Compared with prior art, the present invention has the advantages that:
1) composite of this resin as coating, in following process and routine use, the new cut for producing also may be used Soften which by arbitrary mode of heating, and cut is repaired rapidly, be cooled to after room temperature just restorability shape;
2) this resin also to injured and is weighed wounded, has certain self-reparing capability;
3) due to having a large amount of polarity segments and negative ion intensities on molecule segment, thus possesses preferable base material adhesive force;
4) this resin is mixed with other aqueous polyurethanes (polyester-type, polyether-type), oiliness polyurethane, aqueous acrylic emulsion etc. Conjunction has good compatibility, can be used for wider field after mixing.

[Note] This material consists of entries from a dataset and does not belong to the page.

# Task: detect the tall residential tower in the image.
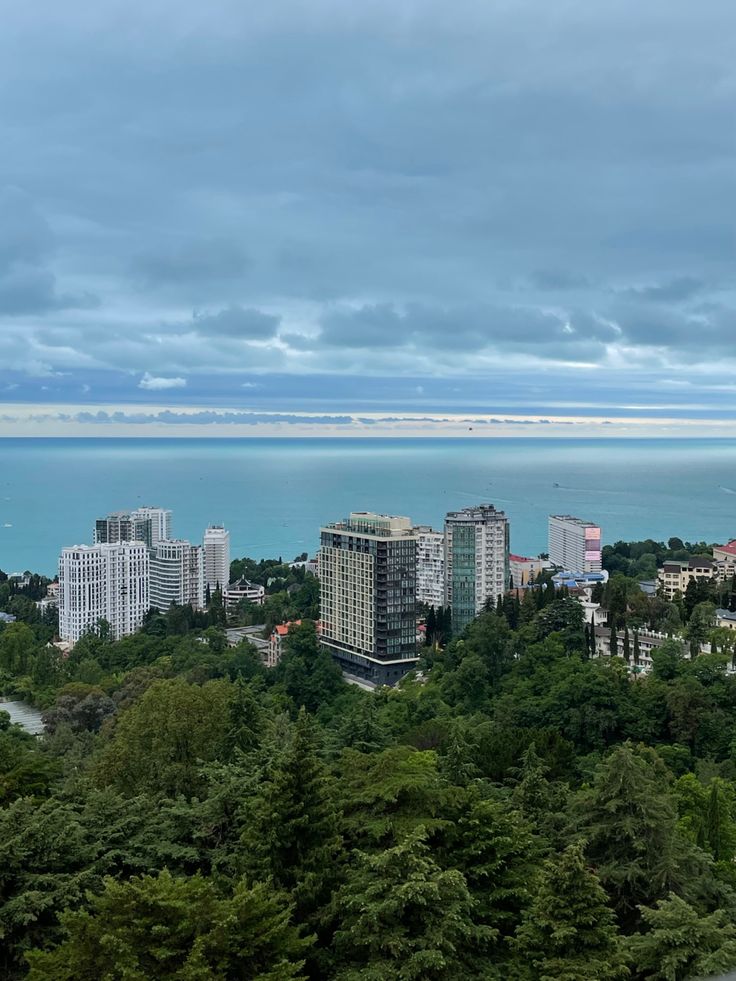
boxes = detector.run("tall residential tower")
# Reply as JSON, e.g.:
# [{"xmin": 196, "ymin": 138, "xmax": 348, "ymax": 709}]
[
  {"xmin": 59, "ymin": 542, "xmax": 150, "ymax": 643},
  {"xmin": 445, "ymin": 504, "xmax": 509, "ymax": 635},
  {"xmin": 548, "ymin": 514, "xmax": 602, "ymax": 572},
  {"xmin": 204, "ymin": 525, "xmax": 230, "ymax": 592}
]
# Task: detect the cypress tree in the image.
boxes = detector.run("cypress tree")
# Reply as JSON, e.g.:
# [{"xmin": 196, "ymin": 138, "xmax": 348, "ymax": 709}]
[
  {"xmin": 424, "ymin": 606, "xmax": 437, "ymax": 647},
  {"xmin": 513, "ymin": 843, "xmax": 629, "ymax": 981},
  {"xmin": 626, "ymin": 893, "xmax": 736, "ymax": 981},
  {"xmin": 243, "ymin": 708, "xmax": 341, "ymax": 920},
  {"xmin": 573, "ymin": 742, "xmax": 681, "ymax": 925},
  {"xmin": 705, "ymin": 778, "xmax": 736, "ymax": 862}
]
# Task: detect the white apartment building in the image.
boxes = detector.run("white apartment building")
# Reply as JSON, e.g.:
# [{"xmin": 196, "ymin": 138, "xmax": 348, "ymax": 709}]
[
  {"xmin": 657, "ymin": 556, "xmax": 719, "ymax": 601},
  {"xmin": 445, "ymin": 504, "xmax": 509, "ymax": 635},
  {"xmin": 130, "ymin": 507, "xmax": 171, "ymax": 548},
  {"xmin": 59, "ymin": 542, "xmax": 150, "ymax": 644},
  {"xmin": 94, "ymin": 507, "xmax": 171, "ymax": 548},
  {"xmin": 414, "ymin": 525, "xmax": 445, "ymax": 607},
  {"xmin": 150, "ymin": 540, "xmax": 204, "ymax": 613},
  {"xmin": 547, "ymin": 514, "xmax": 602, "ymax": 572},
  {"xmin": 204, "ymin": 525, "xmax": 230, "ymax": 592}
]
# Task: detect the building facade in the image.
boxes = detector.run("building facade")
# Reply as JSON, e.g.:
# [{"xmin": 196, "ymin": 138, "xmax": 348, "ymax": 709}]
[
  {"xmin": 130, "ymin": 507, "xmax": 171, "ymax": 548},
  {"xmin": 319, "ymin": 511, "xmax": 417, "ymax": 684},
  {"xmin": 414, "ymin": 525, "xmax": 445, "ymax": 607},
  {"xmin": 150, "ymin": 540, "xmax": 204, "ymax": 613},
  {"xmin": 94, "ymin": 507, "xmax": 171, "ymax": 548},
  {"xmin": 445, "ymin": 504, "xmax": 509, "ymax": 635},
  {"xmin": 657, "ymin": 557, "xmax": 719, "ymax": 601},
  {"xmin": 547, "ymin": 514, "xmax": 602, "ymax": 572},
  {"xmin": 204, "ymin": 525, "xmax": 230, "ymax": 592},
  {"xmin": 509, "ymin": 555, "xmax": 552, "ymax": 589},
  {"xmin": 227, "ymin": 578, "xmax": 266, "ymax": 610},
  {"xmin": 59, "ymin": 542, "xmax": 150, "ymax": 643}
]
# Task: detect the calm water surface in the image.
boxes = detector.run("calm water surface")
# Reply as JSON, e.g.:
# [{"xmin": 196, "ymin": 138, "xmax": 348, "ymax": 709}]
[{"xmin": 0, "ymin": 438, "xmax": 736, "ymax": 574}]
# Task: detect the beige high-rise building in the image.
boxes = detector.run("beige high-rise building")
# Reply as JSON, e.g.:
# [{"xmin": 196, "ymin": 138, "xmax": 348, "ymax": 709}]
[
  {"xmin": 445, "ymin": 504, "xmax": 509, "ymax": 635},
  {"xmin": 204, "ymin": 525, "xmax": 230, "ymax": 592},
  {"xmin": 150, "ymin": 540, "xmax": 204, "ymax": 613},
  {"xmin": 319, "ymin": 511, "xmax": 417, "ymax": 684}
]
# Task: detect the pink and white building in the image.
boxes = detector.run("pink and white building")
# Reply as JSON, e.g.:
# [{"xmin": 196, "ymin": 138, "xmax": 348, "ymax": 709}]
[{"xmin": 548, "ymin": 514, "xmax": 602, "ymax": 572}]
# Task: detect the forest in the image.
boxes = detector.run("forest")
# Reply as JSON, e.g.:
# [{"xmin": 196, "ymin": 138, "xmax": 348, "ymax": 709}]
[{"xmin": 0, "ymin": 564, "xmax": 736, "ymax": 981}]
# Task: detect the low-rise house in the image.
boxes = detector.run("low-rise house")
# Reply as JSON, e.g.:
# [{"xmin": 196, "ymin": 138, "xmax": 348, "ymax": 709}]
[
  {"xmin": 657, "ymin": 556, "xmax": 719, "ymax": 601},
  {"xmin": 713, "ymin": 539, "xmax": 736, "ymax": 574},
  {"xmin": 509, "ymin": 554, "xmax": 554, "ymax": 589},
  {"xmin": 262, "ymin": 620, "xmax": 320, "ymax": 668},
  {"xmin": 716, "ymin": 610, "xmax": 736, "ymax": 630}
]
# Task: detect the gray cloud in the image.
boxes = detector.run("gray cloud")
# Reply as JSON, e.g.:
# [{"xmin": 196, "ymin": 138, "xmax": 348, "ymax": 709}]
[
  {"xmin": 193, "ymin": 306, "xmax": 281, "ymax": 341},
  {"xmin": 0, "ymin": 0, "xmax": 736, "ymax": 392}
]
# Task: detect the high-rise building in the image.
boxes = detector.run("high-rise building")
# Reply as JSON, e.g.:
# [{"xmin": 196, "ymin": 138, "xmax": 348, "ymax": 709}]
[
  {"xmin": 150, "ymin": 540, "xmax": 204, "ymax": 613},
  {"xmin": 95, "ymin": 511, "xmax": 136, "ymax": 545},
  {"xmin": 548, "ymin": 514, "xmax": 602, "ymax": 572},
  {"xmin": 204, "ymin": 525, "xmax": 230, "ymax": 592},
  {"xmin": 414, "ymin": 525, "xmax": 445, "ymax": 607},
  {"xmin": 319, "ymin": 511, "xmax": 417, "ymax": 684},
  {"xmin": 95, "ymin": 507, "xmax": 171, "ymax": 548},
  {"xmin": 445, "ymin": 504, "xmax": 509, "ymax": 635},
  {"xmin": 59, "ymin": 542, "xmax": 150, "ymax": 643},
  {"xmin": 130, "ymin": 507, "xmax": 171, "ymax": 548}
]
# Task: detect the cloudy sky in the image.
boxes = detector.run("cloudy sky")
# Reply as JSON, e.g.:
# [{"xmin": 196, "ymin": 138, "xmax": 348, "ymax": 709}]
[{"xmin": 0, "ymin": 0, "xmax": 736, "ymax": 435}]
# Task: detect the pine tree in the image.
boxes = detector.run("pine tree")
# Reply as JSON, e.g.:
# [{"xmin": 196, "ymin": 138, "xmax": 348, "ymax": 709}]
[
  {"xmin": 438, "ymin": 726, "xmax": 480, "ymax": 787},
  {"xmin": 626, "ymin": 894, "xmax": 736, "ymax": 981},
  {"xmin": 334, "ymin": 827, "xmax": 495, "ymax": 981},
  {"xmin": 513, "ymin": 843, "xmax": 629, "ymax": 981},
  {"xmin": 704, "ymin": 777, "xmax": 736, "ymax": 862},
  {"xmin": 27, "ymin": 871, "xmax": 311, "ymax": 981},
  {"xmin": 609, "ymin": 617, "xmax": 618, "ymax": 657},
  {"xmin": 511, "ymin": 743, "xmax": 563, "ymax": 837},
  {"xmin": 436, "ymin": 794, "xmax": 539, "ymax": 936},
  {"xmin": 243, "ymin": 709, "xmax": 341, "ymax": 920},
  {"xmin": 573, "ymin": 742, "xmax": 678, "ymax": 924},
  {"xmin": 424, "ymin": 606, "xmax": 437, "ymax": 647}
]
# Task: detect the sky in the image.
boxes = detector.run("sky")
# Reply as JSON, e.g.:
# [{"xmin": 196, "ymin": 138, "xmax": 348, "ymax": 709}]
[{"xmin": 0, "ymin": 0, "xmax": 736, "ymax": 436}]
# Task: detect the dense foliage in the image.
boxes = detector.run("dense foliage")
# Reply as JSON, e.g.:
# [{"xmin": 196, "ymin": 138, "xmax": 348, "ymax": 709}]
[{"xmin": 0, "ymin": 560, "xmax": 736, "ymax": 981}]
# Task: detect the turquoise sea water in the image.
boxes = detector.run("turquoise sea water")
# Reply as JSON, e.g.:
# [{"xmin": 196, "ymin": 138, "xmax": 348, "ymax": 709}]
[{"xmin": 0, "ymin": 438, "xmax": 736, "ymax": 574}]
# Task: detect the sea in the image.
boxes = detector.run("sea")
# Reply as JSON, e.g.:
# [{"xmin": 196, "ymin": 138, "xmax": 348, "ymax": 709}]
[{"xmin": 0, "ymin": 437, "xmax": 736, "ymax": 576}]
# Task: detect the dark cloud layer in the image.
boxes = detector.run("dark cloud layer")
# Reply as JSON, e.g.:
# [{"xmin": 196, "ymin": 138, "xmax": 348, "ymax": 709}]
[{"xmin": 0, "ymin": 0, "xmax": 736, "ymax": 412}]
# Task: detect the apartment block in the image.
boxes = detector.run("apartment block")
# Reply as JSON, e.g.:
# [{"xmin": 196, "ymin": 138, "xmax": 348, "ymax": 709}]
[
  {"xmin": 445, "ymin": 504, "xmax": 509, "ymax": 635},
  {"xmin": 150, "ymin": 540, "xmax": 204, "ymax": 613},
  {"xmin": 204, "ymin": 525, "xmax": 230, "ymax": 592},
  {"xmin": 319, "ymin": 511, "xmax": 417, "ymax": 684},
  {"xmin": 59, "ymin": 542, "xmax": 150, "ymax": 643},
  {"xmin": 657, "ymin": 557, "xmax": 718, "ymax": 600},
  {"xmin": 414, "ymin": 525, "xmax": 445, "ymax": 607},
  {"xmin": 547, "ymin": 514, "xmax": 602, "ymax": 572}
]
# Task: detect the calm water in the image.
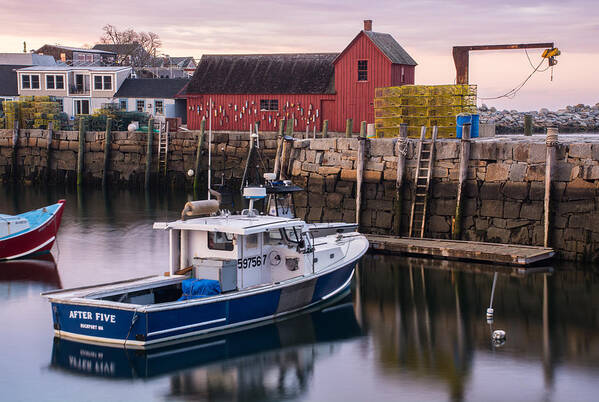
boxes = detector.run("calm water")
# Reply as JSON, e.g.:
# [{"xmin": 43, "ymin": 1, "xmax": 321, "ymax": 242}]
[{"xmin": 0, "ymin": 187, "xmax": 599, "ymax": 401}]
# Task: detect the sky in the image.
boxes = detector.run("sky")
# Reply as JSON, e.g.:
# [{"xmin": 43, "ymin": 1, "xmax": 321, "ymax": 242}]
[{"xmin": 0, "ymin": 0, "xmax": 599, "ymax": 111}]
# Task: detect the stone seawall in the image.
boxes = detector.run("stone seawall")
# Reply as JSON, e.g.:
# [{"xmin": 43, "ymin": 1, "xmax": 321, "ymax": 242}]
[
  {"xmin": 290, "ymin": 136, "xmax": 599, "ymax": 261},
  {"xmin": 0, "ymin": 130, "xmax": 599, "ymax": 261}
]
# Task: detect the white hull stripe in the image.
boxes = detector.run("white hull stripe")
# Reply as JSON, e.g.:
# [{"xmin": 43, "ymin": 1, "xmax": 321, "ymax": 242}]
[
  {"xmin": 6, "ymin": 236, "xmax": 56, "ymax": 260},
  {"xmin": 54, "ymin": 270, "xmax": 354, "ymax": 349}
]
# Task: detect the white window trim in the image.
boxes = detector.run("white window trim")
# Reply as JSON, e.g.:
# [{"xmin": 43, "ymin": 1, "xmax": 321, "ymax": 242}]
[
  {"xmin": 73, "ymin": 98, "xmax": 92, "ymax": 116},
  {"xmin": 44, "ymin": 74, "xmax": 67, "ymax": 91},
  {"xmin": 19, "ymin": 72, "xmax": 42, "ymax": 91}
]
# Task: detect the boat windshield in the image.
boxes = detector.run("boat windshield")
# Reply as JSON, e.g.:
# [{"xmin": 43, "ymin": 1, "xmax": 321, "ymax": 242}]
[{"xmin": 208, "ymin": 232, "xmax": 234, "ymax": 251}]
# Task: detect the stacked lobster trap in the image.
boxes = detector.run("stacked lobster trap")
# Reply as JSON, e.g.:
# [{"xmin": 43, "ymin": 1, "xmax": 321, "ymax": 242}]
[{"xmin": 374, "ymin": 85, "xmax": 476, "ymax": 138}]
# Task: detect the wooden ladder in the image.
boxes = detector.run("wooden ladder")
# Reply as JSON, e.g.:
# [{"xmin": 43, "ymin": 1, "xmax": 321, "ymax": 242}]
[
  {"xmin": 408, "ymin": 126, "xmax": 437, "ymax": 238},
  {"xmin": 155, "ymin": 121, "xmax": 169, "ymax": 176}
]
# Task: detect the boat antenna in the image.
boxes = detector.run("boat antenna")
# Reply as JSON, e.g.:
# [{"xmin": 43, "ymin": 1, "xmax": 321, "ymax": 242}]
[{"xmin": 208, "ymin": 98, "xmax": 212, "ymax": 199}]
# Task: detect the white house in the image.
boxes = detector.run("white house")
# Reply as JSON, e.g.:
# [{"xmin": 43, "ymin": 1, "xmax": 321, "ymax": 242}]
[{"xmin": 17, "ymin": 65, "xmax": 131, "ymax": 118}]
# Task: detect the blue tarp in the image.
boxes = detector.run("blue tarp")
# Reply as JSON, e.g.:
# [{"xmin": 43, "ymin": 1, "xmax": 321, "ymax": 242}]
[{"xmin": 179, "ymin": 278, "xmax": 225, "ymax": 301}]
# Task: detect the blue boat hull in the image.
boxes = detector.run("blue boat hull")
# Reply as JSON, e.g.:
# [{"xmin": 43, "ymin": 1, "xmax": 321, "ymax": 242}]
[{"xmin": 52, "ymin": 261, "xmax": 356, "ymax": 348}]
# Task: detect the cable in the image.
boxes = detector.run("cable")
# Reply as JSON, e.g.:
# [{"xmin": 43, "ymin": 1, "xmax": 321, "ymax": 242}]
[{"xmin": 479, "ymin": 53, "xmax": 543, "ymax": 100}]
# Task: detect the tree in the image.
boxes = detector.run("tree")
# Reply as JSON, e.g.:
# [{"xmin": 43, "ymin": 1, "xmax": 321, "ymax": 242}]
[{"xmin": 100, "ymin": 24, "xmax": 162, "ymax": 68}]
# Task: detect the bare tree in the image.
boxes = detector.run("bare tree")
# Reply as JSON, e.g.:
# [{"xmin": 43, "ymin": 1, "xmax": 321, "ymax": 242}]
[{"xmin": 100, "ymin": 24, "xmax": 162, "ymax": 68}]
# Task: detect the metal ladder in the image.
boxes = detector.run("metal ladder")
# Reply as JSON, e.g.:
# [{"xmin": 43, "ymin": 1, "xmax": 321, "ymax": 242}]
[
  {"xmin": 408, "ymin": 126, "xmax": 437, "ymax": 238},
  {"xmin": 154, "ymin": 121, "xmax": 169, "ymax": 176}
]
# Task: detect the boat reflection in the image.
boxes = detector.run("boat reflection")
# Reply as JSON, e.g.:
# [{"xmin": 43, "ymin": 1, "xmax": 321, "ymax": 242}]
[
  {"xmin": 51, "ymin": 294, "xmax": 362, "ymax": 386},
  {"xmin": 0, "ymin": 253, "xmax": 62, "ymax": 299},
  {"xmin": 355, "ymin": 255, "xmax": 599, "ymax": 400}
]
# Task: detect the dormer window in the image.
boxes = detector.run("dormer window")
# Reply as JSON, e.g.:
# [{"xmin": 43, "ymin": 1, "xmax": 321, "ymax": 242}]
[{"xmin": 358, "ymin": 60, "xmax": 368, "ymax": 81}]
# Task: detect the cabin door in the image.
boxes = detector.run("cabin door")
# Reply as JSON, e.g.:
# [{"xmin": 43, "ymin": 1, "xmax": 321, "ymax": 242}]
[{"xmin": 240, "ymin": 233, "xmax": 266, "ymax": 288}]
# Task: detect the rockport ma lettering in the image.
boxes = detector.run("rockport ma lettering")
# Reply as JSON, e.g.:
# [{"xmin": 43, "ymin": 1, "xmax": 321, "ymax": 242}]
[{"xmin": 69, "ymin": 310, "xmax": 116, "ymax": 324}]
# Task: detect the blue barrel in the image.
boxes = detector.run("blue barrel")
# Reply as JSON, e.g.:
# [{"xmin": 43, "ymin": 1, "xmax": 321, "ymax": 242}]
[{"xmin": 456, "ymin": 114, "xmax": 480, "ymax": 138}]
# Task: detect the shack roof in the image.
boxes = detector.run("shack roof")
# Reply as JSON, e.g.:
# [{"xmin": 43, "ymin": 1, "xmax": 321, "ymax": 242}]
[
  {"xmin": 182, "ymin": 53, "xmax": 338, "ymax": 95},
  {"xmin": 0, "ymin": 65, "xmax": 27, "ymax": 96},
  {"xmin": 335, "ymin": 31, "xmax": 418, "ymax": 66},
  {"xmin": 114, "ymin": 78, "xmax": 189, "ymax": 99}
]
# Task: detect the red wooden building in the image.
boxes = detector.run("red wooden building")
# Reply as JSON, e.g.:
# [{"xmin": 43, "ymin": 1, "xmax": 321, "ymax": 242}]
[{"xmin": 180, "ymin": 20, "xmax": 416, "ymax": 131}]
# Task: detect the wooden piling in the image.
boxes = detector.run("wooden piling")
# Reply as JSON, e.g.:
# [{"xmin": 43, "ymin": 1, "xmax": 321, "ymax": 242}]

5) metal-based catalysts, low VOC, environmental protection are not contained in this resin synthesis process.
Specific embodiment
With reference to embodiment, the present invention is described in detail.Following examples will be helpful to those skilled in the art The present invention is further understood, but the invention is not limited in any way.It should be pointed out that to one of ordinary skill in the art For, without departing from the inventive concept of the premise, can also make certain adjustments and improvements.These belong to the guarantor of the present invention Shield scope.
Embodiment 1
The present embodiment polyaminoester emulsion is prepared using the raw material of following components and content:
a PCDL (molecular weight 3000g/mol) 288g
b Toluene di-isocyanate(TDI) 45g
c Six methylene diisocyanates 241g
d Dihydromethyl propionic acid 101g
e Butanediol 24.8g
f N, N '-dimethyl monoethanolamine 76g
g Diethylene triamine 24.7g
h Acetone 700g
i Deionized water 1575g
Above-mentioned polyaminoester emulsion is prepared in following processing steps:
1) at 85 DEG C, stirring under vacuum condition is dehydrated component a, and mixing speed is 200rpm.Water content in component a After 200ppm, end vacuumizes recovery normal pressure, is reduced to 65 DEG C.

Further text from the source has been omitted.